Watching the server lock differently
Closed this issue · 4 comments
The half-dead TabletServer problem occurs when the TabletServer's ZooKeeper connection has timed out and the ephemeral lock in the ZooKeeper server has been removed, but the TabletServer's ZooKeeper Watcher has not been notified. When the lock watcher is notified, the TabletServer halts itself. When the lock watcher is not notified, the TabletServer may continue to try to write mutations for tablets that may be hosted somewhere else because the Manager has noticed that the ZooKeeper lock is missing and re-assigned the tablets.
Looking in the ZooKeeper client code, Watcher notifiications occur in ClientCnxn.EventThread.run, specifically in the call to processEvent
. There is one EventThread created in the ClientCnxn object, so if the Watcher callback method takes a long time or is stuck, then the lock loss notification may not occur in a timely fashion.
One solution might be to create a new Thread in the server processes that uses a different ZooKeeper client object specifically to watch the server lock. This Thread could call ZooKeeper.exists(path, false)
periodically to check that that lock node exists without using a Watcher. This thread could run at a higher priority so that it has a higher probability of getting cpu time when under load, but use Thread.sleep
between iterations so that it's yielding for some amount of time for other threads.
Would be good if the tsever did a check of its lock after experiencing an error writing to its walog. Currently the following can happen.
- Manager revokes lease on a tservers walog when it determines a tserver is dead.
- If the tserver is still alive this will cause it to have a write error when writing to its walog.
- When the tserver has a write error it jsut creates a new walog.
Would be nice to have the tserver check its lock between steps 2 and 3 above. That could be done by calling the same code that is used for periodic check.
An alternative to a dedicated thread that periodically checks is to have a dedicated zookeeper object for lock acquisition. Not sure if this is better or worse overall. It would create an extra zookeeper connection per server, but would avoid the constant pings to zookeeper allowing Accumulo to rely on the zookeeper notification mechanisms.
This periodic check may not be needed on all server type. Its the most important on tablet servers and the manager. Compactors and scan servers could forgo this check in order to avoid introducing extra load on zookeeper.
This is an example of code that does a lot of stuff when processing a zookeeper event.
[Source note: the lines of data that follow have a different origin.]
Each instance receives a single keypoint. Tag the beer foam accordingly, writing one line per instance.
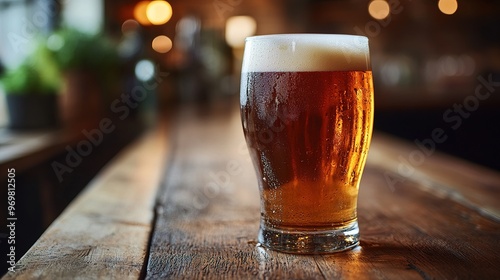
(306, 52)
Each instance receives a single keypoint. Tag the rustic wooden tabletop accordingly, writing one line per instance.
(182, 202)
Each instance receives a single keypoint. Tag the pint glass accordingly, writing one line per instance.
(307, 113)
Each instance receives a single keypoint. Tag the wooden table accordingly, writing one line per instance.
(182, 202)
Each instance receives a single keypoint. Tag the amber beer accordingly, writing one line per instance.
(307, 113)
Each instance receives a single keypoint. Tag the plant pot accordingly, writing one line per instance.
(27, 111)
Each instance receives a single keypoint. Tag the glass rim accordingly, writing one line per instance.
(304, 35)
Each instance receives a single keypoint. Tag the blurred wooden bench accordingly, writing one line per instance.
(430, 217)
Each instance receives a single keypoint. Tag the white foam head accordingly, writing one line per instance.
(306, 52)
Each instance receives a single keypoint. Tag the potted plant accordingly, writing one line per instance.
(31, 92)
(88, 65)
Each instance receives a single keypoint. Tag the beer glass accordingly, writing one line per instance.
(307, 113)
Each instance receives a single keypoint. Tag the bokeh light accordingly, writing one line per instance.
(161, 44)
(448, 7)
(140, 12)
(379, 9)
(159, 12)
(238, 28)
(144, 70)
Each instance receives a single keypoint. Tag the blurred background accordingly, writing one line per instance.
(73, 64)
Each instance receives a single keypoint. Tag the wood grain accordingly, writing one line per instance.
(104, 233)
(207, 224)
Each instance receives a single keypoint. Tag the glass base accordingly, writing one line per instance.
(309, 242)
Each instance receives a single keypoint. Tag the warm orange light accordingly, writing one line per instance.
(140, 12)
(161, 44)
(448, 7)
(379, 9)
(159, 12)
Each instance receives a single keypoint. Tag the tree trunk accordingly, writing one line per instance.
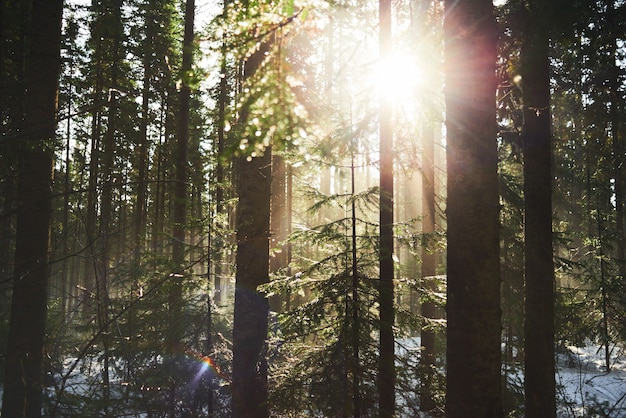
(429, 265)
(473, 264)
(539, 268)
(176, 325)
(23, 383)
(386, 367)
(278, 224)
(249, 385)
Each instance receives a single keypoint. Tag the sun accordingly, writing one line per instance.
(404, 77)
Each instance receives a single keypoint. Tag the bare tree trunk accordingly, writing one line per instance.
(386, 367)
(278, 223)
(473, 258)
(176, 325)
(23, 383)
(539, 325)
(429, 265)
(250, 390)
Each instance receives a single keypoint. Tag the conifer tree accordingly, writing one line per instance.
(473, 265)
(23, 384)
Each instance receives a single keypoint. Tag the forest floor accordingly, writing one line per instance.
(585, 389)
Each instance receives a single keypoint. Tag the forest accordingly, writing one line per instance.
(312, 208)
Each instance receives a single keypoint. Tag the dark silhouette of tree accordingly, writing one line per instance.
(253, 180)
(176, 325)
(538, 265)
(473, 287)
(386, 368)
(23, 382)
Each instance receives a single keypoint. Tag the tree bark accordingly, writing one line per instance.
(473, 264)
(429, 265)
(176, 325)
(23, 383)
(249, 385)
(386, 367)
(539, 268)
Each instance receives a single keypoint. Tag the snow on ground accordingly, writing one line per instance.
(584, 387)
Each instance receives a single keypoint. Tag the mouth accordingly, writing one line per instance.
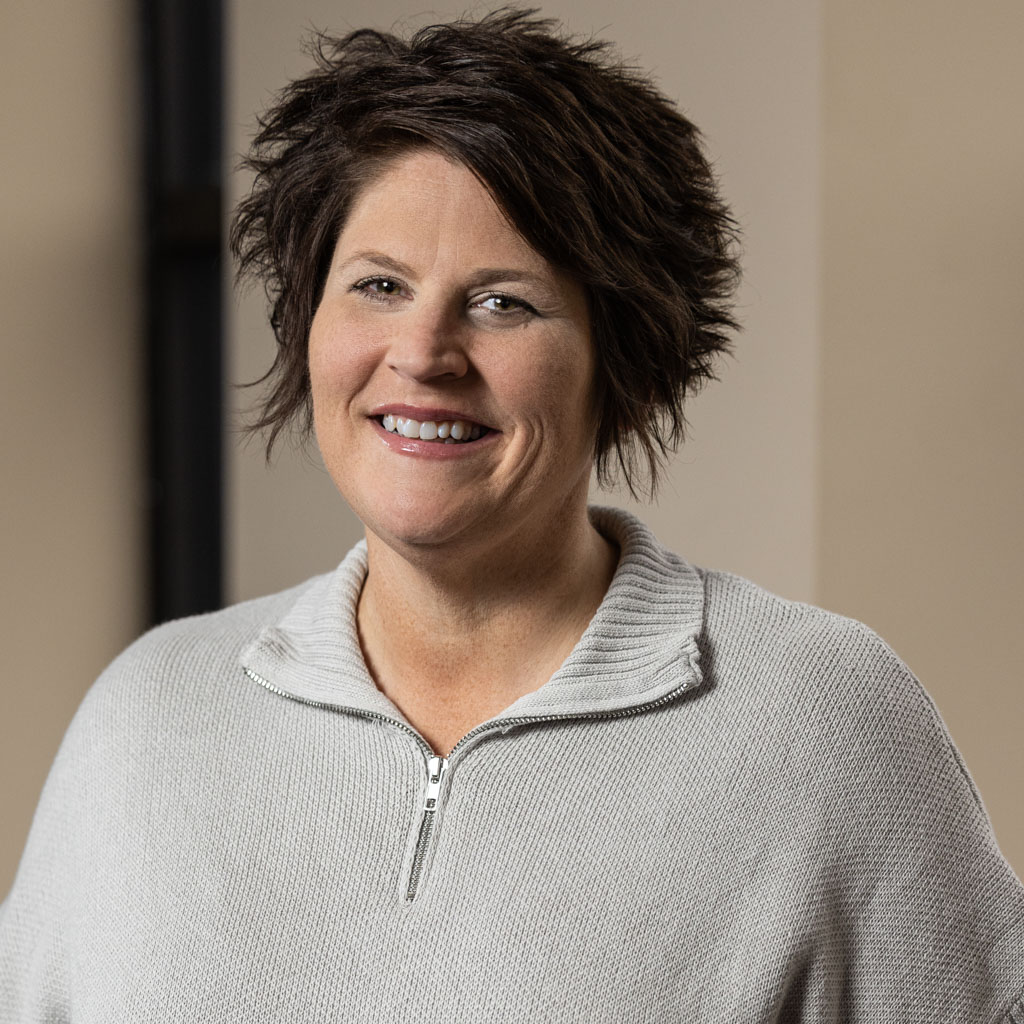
(440, 431)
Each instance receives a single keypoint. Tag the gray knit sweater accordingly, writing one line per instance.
(724, 807)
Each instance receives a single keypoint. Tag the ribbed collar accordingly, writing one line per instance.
(639, 647)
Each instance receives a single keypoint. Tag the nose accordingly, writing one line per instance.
(428, 345)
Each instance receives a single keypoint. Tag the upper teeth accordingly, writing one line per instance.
(428, 430)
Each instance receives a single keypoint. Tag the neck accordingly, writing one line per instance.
(463, 633)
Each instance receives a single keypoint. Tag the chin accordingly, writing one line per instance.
(420, 524)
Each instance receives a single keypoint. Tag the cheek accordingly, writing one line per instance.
(341, 356)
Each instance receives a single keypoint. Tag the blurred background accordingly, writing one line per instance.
(862, 451)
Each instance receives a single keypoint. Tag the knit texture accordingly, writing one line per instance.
(725, 807)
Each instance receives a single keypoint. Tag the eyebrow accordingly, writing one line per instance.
(484, 275)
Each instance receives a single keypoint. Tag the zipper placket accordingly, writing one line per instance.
(435, 771)
(437, 766)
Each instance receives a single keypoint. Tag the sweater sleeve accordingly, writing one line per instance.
(926, 918)
(34, 918)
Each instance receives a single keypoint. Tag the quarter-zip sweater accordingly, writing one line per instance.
(724, 807)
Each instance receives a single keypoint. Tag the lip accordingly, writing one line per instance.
(432, 413)
(430, 450)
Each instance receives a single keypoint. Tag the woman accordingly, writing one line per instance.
(512, 760)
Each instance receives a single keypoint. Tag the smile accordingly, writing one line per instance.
(439, 431)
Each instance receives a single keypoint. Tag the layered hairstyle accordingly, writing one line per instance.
(597, 170)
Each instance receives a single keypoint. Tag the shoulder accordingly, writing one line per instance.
(832, 686)
(182, 676)
(796, 644)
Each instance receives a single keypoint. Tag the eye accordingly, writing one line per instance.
(504, 305)
(379, 288)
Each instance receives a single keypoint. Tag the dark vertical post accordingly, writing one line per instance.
(182, 110)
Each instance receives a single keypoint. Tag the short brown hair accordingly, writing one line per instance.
(597, 170)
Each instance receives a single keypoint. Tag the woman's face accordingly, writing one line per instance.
(438, 321)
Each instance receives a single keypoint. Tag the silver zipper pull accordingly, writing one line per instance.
(435, 770)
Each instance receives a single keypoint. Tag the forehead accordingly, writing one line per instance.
(432, 208)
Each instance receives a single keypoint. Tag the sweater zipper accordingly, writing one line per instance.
(436, 766)
(435, 771)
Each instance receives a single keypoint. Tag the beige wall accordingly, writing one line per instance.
(922, 472)
(70, 415)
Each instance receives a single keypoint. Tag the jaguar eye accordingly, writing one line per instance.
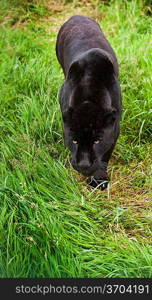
(97, 142)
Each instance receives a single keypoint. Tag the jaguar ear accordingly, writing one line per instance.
(67, 114)
(110, 116)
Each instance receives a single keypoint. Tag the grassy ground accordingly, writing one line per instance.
(51, 223)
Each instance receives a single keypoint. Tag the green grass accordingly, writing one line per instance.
(51, 223)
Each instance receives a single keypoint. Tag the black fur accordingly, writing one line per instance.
(90, 97)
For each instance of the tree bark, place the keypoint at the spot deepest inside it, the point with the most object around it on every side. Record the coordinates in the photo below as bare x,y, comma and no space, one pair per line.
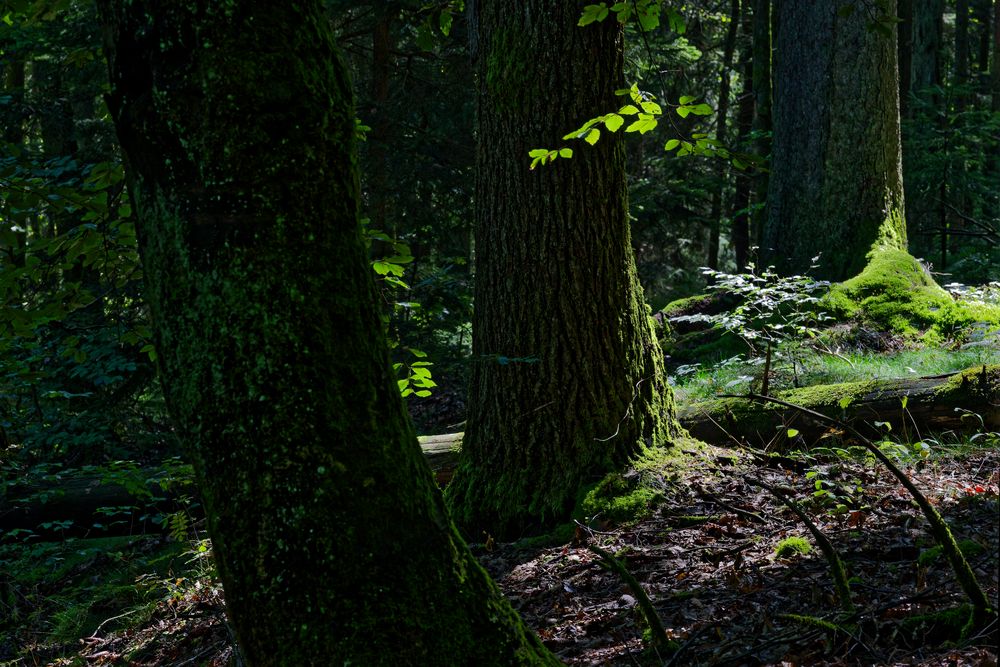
835,189
904,46
962,53
331,540
744,126
721,118
567,379
995,74
762,126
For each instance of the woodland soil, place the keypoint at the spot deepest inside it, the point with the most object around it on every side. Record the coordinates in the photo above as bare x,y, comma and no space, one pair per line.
707,560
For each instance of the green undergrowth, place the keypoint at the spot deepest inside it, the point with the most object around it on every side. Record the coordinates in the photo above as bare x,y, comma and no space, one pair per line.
896,293
696,382
969,549
792,546
54,594
633,495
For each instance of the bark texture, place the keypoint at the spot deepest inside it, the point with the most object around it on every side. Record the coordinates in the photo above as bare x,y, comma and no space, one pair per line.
331,540
835,188
762,119
568,379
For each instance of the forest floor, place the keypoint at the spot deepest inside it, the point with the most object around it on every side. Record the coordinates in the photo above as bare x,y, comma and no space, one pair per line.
706,557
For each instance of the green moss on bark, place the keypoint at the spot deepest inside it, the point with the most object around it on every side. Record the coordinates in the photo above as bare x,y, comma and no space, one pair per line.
896,293
330,537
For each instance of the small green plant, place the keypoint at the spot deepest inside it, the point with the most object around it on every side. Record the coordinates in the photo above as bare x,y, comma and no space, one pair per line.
792,546
775,314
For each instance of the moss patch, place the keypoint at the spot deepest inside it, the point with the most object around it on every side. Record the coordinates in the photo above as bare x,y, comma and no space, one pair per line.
969,549
635,494
896,293
791,546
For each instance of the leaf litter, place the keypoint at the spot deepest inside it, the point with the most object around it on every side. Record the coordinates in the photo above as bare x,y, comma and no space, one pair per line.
706,559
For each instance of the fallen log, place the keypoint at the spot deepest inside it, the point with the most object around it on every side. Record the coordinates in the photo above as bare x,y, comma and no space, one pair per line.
965,401
908,408
70,504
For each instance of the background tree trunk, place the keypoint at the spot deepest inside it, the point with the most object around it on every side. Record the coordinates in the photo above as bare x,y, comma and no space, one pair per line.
744,126
721,118
762,93
996,56
836,184
962,53
568,378
330,538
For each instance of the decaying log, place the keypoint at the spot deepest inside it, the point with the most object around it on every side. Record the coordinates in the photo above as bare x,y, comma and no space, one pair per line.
86,505
960,402
441,452
963,401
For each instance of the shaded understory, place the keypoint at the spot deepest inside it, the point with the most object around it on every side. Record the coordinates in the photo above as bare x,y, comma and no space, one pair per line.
705,556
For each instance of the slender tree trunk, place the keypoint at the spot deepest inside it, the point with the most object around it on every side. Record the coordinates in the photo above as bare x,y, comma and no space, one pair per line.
904,44
744,123
926,38
13,133
836,185
331,540
984,39
568,379
996,58
762,93
722,114
380,138
961,52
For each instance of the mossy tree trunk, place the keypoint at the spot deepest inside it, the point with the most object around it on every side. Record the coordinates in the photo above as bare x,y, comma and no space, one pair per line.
331,540
568,378
721,124
762,122
835,188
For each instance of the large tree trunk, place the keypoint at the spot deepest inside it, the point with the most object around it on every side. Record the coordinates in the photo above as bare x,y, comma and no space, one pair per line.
568,379
330,537
836,186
This code reads from zookeeper when processing a zookeeper event. This type of activity could tie up the single thread and prevent processing other events like the one for lost lock. Posting this as an example of why this change could be useful.
It would create an extra zookeeper connection per server, but would avoid the constant pings to zookeeper allowing Accumulo to rely on the zookeeper notification mechanisms.
I think that we are already creating more ZK client objects than we need to anyway, which is something I'm addressing as part of #5124, so it may not be so bad to have the separate one just for this purpose.